Parmi ceux que Young avait accepté d’aider, il y avait une famille qui squattait un vieil immeuble situé au 6 Rock City Road. Les futurs parents, Alexandra et Alejandro, avaient déjà deux petites filles. Ils avaient connu le médecin par l’entremise de Family of Woodstock, centre alternatif d’intervention d’urgence établi dans une maison victorienne biscornue de l’autre côté de la rue, au 5 Rock City Road. « Nous nous étions rendus là-bas à la recherche d’une communauté et pour faire partie de la “nation libre” de Woodstock », explique Alejandro Sela de Obarrio, qui avait trouvé un emploi dans un restaurant macrobiotique. Cet été-là, après que la municipalité eut condamné et barricadé le squat pour le démolir et aménager le stationnement d’une banque, la famille a acheté un petit autobus scolaire et commencé à camper dans les alentours. En septembre, quand la naissance du bébé était imminente, Alejandro et Alexandra ont loué un chalet de ski inoccupé à Big Indian, dans les Catskills, à l’écart de la route 28, environ quarante kilomètres au nord-ouest de Woodstock, et y ont fait venir le médecin.
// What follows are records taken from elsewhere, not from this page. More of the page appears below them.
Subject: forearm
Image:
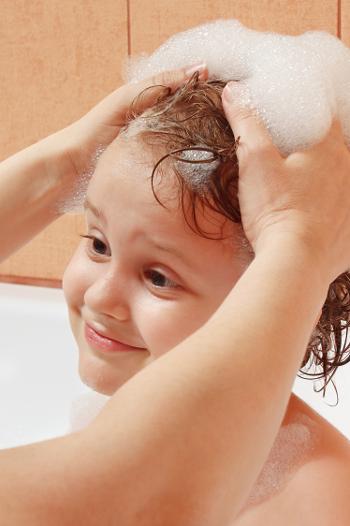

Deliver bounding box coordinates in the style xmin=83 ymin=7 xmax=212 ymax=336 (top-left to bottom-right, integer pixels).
xmin=0 ymin=135 xmax=71 ymax=261
xmin=0 ymin=243 xmax=328 ymax=526
xmin=80 ymin=237 xmax=328 ymax=526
Young voyageait étonnamment léger, même pour un hippie. Arrivé au chalet dans une camionnette bleue en compagnie d’un ami venu l’aider, il portait une salopette et un chapeau de paille, mais pas de chemise. En lieu et place d’un stéthoscope et d’une sacoche, il avait apporté un gallon de gros rouge californien. « Il a recommandé à Alexandra d’en boire beaucoup pour faciliter l’accouchement, raconte le père. Et il disait que son travail à lui serait plus facile s’il en buvait lui aussi. » Alexandra a refusé, mais s’est assise dehors avec les hommes pendant qu’ils buvaient, jusqu’à ce que les contractions soient si rapprochées qu’elle a dû rentrer pour s’allonger. L’accouchement s’est déroulé sans complications ; Alexandra avait déjà donné naissance à quatre filles (les deux premières issues d’un mariage précédent). Après avoir emmailloté le nouveau-né, ils l’ont déposé dans le tiroir d’une commode qui servait de berceau. « C’était un beau bébé en bonne santé », se souvient Alejandro.
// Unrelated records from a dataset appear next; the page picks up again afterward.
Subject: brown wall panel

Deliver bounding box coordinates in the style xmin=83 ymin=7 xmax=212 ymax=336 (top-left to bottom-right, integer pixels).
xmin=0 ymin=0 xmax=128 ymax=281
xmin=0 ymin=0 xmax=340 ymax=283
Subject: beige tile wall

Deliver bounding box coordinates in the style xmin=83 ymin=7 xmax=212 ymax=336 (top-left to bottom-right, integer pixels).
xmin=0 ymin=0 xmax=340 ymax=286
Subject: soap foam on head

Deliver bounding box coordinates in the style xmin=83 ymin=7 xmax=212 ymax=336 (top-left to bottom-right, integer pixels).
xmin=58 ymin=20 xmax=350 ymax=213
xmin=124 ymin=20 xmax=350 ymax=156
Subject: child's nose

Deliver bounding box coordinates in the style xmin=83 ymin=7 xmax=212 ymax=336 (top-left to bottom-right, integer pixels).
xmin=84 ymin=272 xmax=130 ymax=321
Débordant de joie et de fierté, le nouveau papa s’est précipité vers le téléphone public d’une taverne voisine pour annoncer la bonne nouvelle à son père, qui vivait à Mexico. Il n’a pas eu l’accueil escompté : « Encore une fille ? s’est écrié le grand-père, incrédule. Ça t’en fait trois ! Tant que tu n’auras pas eu de garçon, ne m’appelle plus ! Et surtout pas à frais virés ! Ce n’est pas une nouvelle ! Garde ça pour toi ! » Blessé, Alejandro finira par en rire.
Quelques jours plus tard, l’idylle familiale a brusquement pris fin lorsque la police s’est présentée au chalet pour arrêter Alejandro, accusé d’avoir conduit un véhicule non immatriculé. La famille vivait dans le coin depuis trente et un jours. En vertu d’un règlement de municipalité de Shandaken, dont Big Indian fait partie, les résidents disposaient d’un délai de trente jours pour immatriculer leur véhicule au registre de l’État de New York. Muni de plaques du Vermont et orné d’un autocollant « McGovern for President », l’autobus scolaire a été saisi.
Conduit devant un juge, un Alejandro étonné a proposé de corriger ce qui constituait de toute évidence un impair administratif mineur. « Je viens d’avoir un bébé, a-t-il expliqué. Je vais faire réimmatriculer le véhicule. »
Après avoir échangé un sourire complice avec le policier, le juge s’est penché vers le prévenu : « Nous ne voulons pas de vous ici, a-t-il déclaré avant d’ajouter qu’il n’était pas question de laisser la bourgade devenir un repaire de hippies comme Woodstock. Nous voulons que vous quittiez les lieux. »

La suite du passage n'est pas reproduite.